体育館の片隅で膝を抱え込んだ状態の私は目の前の光景をぼんやりと眺めていた。
バスケットボールが床を叩く度に私の体に鈍い振動が伝わってくる。
方向転換の際に鳴る靴の高い音は心地良い程度に耳に響く。
弾む声、床を叩く音、靴が鳴る音。
異なる種類の音が噛み合う瞬間は心が弾む。
ただ、その中に私が作る音がいつも無いことを口惜しく思う。
「あ、ごめーん!」
クラスメイトの投げたボールは誰の手にもパスされることなく、大暴騰。
そのボールはラインを越えてバウンドしながら私の掌に治まった。
「平気、平気」と後ろに手を挙げながら駆け寄ってくるクラスメイトに持っていたボールを差し出した。
「ごめん。指、怪我しなかった?」
バスケの試合をリードしていた彼女はボールを受け取りながらも目線は私の両手にあった。
「大丈夫だよ」
「あー、よかった。
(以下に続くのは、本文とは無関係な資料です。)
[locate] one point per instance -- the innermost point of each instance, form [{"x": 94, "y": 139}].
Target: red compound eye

佐伯さん、怪我させたら大変だもん」
至って明るい口調で答えると、安堵の息を吐いたクラスメイトは再び、音の中に加わって行った。
ボールを持ったくらいで怪我するもんか。
10本の指を見下ろしながら唇を噛んだ。
相手チームの女子がボールを持ってラインの外から投げようとした時、授業の終わりを告げるホイッスルが鳴り響いた。
やっと、退屈で苦痛な時間から解放される。
一時間も固い床に座っていたせいで、お尻が痛い。
駆け足で列に加わると、四方から汗の匂いが漂ってきた。
疲れたね、暑いね、と感想を言い合う声を流しながら全員が集まるのを待つ。
今日1日の授業が終わるチャイムが鳴ると、生徒達は笑顔で出口に向かい出す。
私は賑やかな列から1人、離れて涼しい顔で体育館を出た。